Quantcast
Channel: Mohamed Houri’s Oracle Notes
Viewing all articles
Browse latest Browse all 224

INDEX FULL SCAN , NLS_SORT and ORDER BY

$
0
0

If I was to ask you how an INDEX FULL SCAN is operated by the SQL engine you would certainly answer that it will go to the first leaf block of the index and walk down up to the last leaf block in the index key order using typically a db file sequential read.

I have strengthened the words  index key order because it is specifically that operation which interests me here in this article. Each time I see an INDEX FULL SCAN operation in an execution plan, I immediately try to know if the CBO did took an advantage of this typical access to avoid an eventual supplementary ORDER BY operation.

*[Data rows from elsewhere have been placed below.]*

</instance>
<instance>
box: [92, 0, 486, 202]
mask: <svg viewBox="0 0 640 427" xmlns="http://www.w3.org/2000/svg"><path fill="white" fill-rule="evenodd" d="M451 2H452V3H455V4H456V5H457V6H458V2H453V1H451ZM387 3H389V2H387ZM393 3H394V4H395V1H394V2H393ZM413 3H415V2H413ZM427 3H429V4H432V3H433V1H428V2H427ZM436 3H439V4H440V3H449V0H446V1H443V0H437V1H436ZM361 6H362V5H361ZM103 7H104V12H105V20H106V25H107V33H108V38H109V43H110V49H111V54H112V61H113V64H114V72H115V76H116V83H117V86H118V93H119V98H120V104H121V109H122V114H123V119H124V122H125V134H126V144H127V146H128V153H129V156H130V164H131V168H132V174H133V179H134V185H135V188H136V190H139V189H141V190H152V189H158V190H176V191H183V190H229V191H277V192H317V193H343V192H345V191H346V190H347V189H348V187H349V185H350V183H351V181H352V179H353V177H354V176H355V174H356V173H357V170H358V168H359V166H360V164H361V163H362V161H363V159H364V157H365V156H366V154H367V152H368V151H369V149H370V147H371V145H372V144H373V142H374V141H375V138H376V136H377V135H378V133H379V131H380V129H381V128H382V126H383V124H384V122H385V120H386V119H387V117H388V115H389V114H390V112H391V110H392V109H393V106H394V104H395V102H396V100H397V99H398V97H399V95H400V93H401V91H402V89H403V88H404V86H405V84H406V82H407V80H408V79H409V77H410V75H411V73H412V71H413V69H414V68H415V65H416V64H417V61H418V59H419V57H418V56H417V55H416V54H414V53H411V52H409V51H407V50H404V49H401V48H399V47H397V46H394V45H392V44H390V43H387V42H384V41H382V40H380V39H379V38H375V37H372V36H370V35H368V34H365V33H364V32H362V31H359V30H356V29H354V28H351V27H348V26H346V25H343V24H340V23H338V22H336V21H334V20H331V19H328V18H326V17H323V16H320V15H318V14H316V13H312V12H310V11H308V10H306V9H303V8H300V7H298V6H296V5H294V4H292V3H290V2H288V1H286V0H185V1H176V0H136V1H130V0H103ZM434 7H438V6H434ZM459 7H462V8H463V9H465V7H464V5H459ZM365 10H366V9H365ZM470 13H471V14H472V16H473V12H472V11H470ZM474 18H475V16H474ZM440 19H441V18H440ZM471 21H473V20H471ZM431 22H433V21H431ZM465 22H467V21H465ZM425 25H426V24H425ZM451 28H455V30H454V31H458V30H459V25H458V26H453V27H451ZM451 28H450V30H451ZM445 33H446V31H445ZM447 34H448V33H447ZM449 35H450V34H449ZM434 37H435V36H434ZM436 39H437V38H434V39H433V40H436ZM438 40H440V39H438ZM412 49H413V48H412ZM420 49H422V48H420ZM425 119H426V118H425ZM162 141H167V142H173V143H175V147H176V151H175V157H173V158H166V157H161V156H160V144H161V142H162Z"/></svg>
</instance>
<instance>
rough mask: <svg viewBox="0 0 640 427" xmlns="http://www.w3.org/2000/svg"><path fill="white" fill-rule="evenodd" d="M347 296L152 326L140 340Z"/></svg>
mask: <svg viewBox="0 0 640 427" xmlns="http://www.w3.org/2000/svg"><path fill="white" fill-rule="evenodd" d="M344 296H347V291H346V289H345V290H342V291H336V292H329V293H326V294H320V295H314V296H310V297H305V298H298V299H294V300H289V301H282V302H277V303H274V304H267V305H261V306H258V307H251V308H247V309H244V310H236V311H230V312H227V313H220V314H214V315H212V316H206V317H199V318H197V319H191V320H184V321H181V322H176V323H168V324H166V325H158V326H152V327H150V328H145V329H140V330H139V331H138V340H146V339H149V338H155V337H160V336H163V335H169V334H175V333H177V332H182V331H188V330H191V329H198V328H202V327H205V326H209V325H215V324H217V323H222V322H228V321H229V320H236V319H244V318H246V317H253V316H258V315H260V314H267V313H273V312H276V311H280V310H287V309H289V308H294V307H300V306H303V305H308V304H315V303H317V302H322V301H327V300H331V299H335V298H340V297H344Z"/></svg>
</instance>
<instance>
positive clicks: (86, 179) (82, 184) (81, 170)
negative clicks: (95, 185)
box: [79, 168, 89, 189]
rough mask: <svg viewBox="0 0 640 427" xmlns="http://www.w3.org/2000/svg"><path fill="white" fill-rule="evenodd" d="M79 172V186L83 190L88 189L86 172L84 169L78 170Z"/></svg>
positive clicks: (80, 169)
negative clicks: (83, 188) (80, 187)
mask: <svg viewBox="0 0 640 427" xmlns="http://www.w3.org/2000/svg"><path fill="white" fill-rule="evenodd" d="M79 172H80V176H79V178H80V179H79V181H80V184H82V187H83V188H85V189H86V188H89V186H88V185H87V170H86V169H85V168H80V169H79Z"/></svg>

There is a bug, under the FIRST_ROWS mode, where an INDEX FULL SCAN is preferred, whatever its cost is, in order to avoid an ORDER BY operation. Hence, in the presence of such index operation, I also try to verify the CBO mode and/or the presence of a where clause such as where rownum=1 which makes, behind the scene, the CBO behaving as if it was running under FIRST_ROWS mode.

Recently an excellent question comes up in a French forum where the Original Poster (OP) was wondering why the CBO was making a wrong decision. Several very good interventions by very nice peoples motivated me to write two articles, the first one related to the relationship that might exist between an INDEX FULL SCAN and an ORDER BY operation while the second article will look on the effect the optimizer_index_cost_adj parameter might have on the choice of a good or wrong execution path.

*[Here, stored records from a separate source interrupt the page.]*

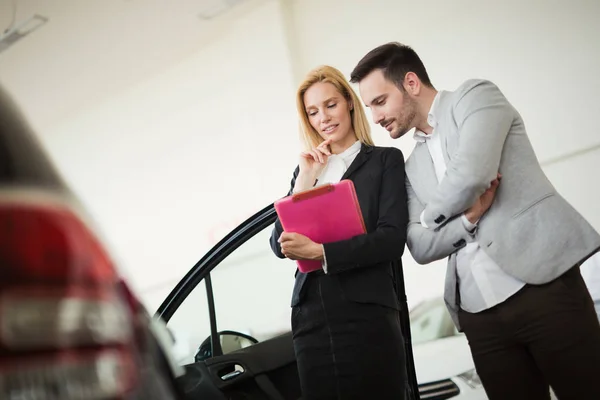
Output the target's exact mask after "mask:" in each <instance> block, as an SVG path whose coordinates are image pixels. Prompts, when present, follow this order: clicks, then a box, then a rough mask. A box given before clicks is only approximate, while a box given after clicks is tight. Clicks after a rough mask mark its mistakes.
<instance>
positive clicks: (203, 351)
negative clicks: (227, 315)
mask: <svg viewBox="0 0 600 400" xmlns="http://www.w3.org/2000/svg"><path fill="white" fill-rule="evenodd" d="M218 335H219V341H220V343H221V348H222V349H223V354H228V353H232V352H234V351H237V350H241V349H243V348H246V347H249V346H252V345H253V344H256V343H258V340H256V339H255V338H253V337H252V336H249V335H246V334H244V333H241V332H235V331H221V332H219V333H218ZM212 356H213V354H212V346H211V342H210V336H209V337H207V338H206V339H205V340H204V341H203V342H202V344H201V345H200V347H198V351H197V352H196V355H195V356H194V361H195V362H201V361H204V360H207V359H209V358H212Z"/></svg>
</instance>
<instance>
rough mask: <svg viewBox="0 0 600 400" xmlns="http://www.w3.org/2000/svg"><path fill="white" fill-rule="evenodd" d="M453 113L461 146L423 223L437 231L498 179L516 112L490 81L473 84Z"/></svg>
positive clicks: (432, 201)
mask: <svg viewBox="0 0 600 400" xmlns="http://www.w3.org/2000/svg"><path fill="white" fill-rule="evenodd" d="M458 94H459V95H460V98H459V100H458V101H457V102H456V104H455V106H454V109H453V112H454V118H455V120H456V123H457V125H458V132H459V144H458V148H457V151H456V153H455V154H454V155H453V156H452V160H451V161H450V162H449V163H448V168H447V170H446V174H445V176H444V179H443V180H442V182H441V183H440V184H439V186H438V188H437V190H436V193H435V195H434V196H433V197H432V199H431V200H430V202H429V203H428V204H427V206H426V207H425V211H424V213H423V222H424V224H425V226H426V227H427V228H429V229H437V228H439V227H440V226H441V225H443V224H445V223H447V222H448V220H449V219H450V218H451V217H453V216H455V215H458V214H460V213H462V212H463V211H465V210H466V209H468V208H469V207H471V206H472V205H473V203H475V201H476V200H477V198H479V196H481V195H482V194H483V192H484V191H485V190H486V189H487V188H488V187H489V186H490V182H491V181H492V180H494V179H495V178H496V175H497V173H498V168H499V166H500V158H501V155H502V149H503V147H504V141H505V140H506V137H507V135H508V132H509V131H510V129H511V126H512V123H513V121H514V118H515V113H516V111H515V110H514V108H513V107H512V105H511V104H510V103H509V102H508V100H507V99H506V98H505V97H504V95H503V94H502V93H501V92H500V90H499V89H498V87H497V86H496V85H494V84H493V83H491V82H489V81H484V80H476V81H470V82H469V83H468V84H466V85H465V87H464V88H463V89H462V93H458Z"/></svg>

The  OP query and execution plan  are shown below:

SELECT
     colonne1
FROM matable
GROUP BY colonne1
ORDER BY colonne1 ASC NULLS LAST;
Plan hash value: 2815412565

------------------------------------------------------------------------------------------
| Id  | Operation         | Name                 | Starts | E-Rows | A-Rows |   A-Time   |
------------------------------------------------------------------------------------------
|   0 | SELECT STATEMENT  |                      |      1 |        |      3 |00:00:21.60 |
|   1 |  SORT ORDER BY    |                      |      1 |      3 |      3 |00:00:21.60 |
|   2 |   HASH GROUP BY   |                      |      1 |      3 |      3 |00:00:21.60 |
|   3 |    INDEX FULL SCAN| MATABLE_PK           |      1 |   2923K|   2928K|00:00:21.99 |
------------------------------------------------------------------------------------------

The query takes more than 20 seconds to complete. And when he instructs the CBO to use a FULL table scans the response time fells down to about 4 seconds

SELECT /*+ NO_INDEX(matable matable_pk) */
colonne1
FROM matable
GROUP BY colonne1
ORDER BY colonne1 ASC NULLS LAST;

-----------------------------------------------------------------------------------------
| Id  | Operation           | Name              | Starts | E-Rows | A-Rows |   A-Time   |
-----------------------------------------------------------------------------------------
|   0 | SELECT STATEMENT    |                   |      1 |        |      3 |00:00:04.03 |
|   1 |  SORT ORDER BY      |                   |      1 |      3 |      3 |00:00:04.03 |
|   2 |   HASH GROUP BY     |                   |      1 |      3 |      3 |00:00:04.03 |
|   3 |    TABLE ACCESS FULL| MATABLE           |      1 |   2923K|   2928K|00:00:03.19 |
-----------------------------------------------------------------------------------------

The next blog article will discuss the reason of this wrong execution plan choice.  For this moment, let me just spot with you the duplicate sort operation the OP has got.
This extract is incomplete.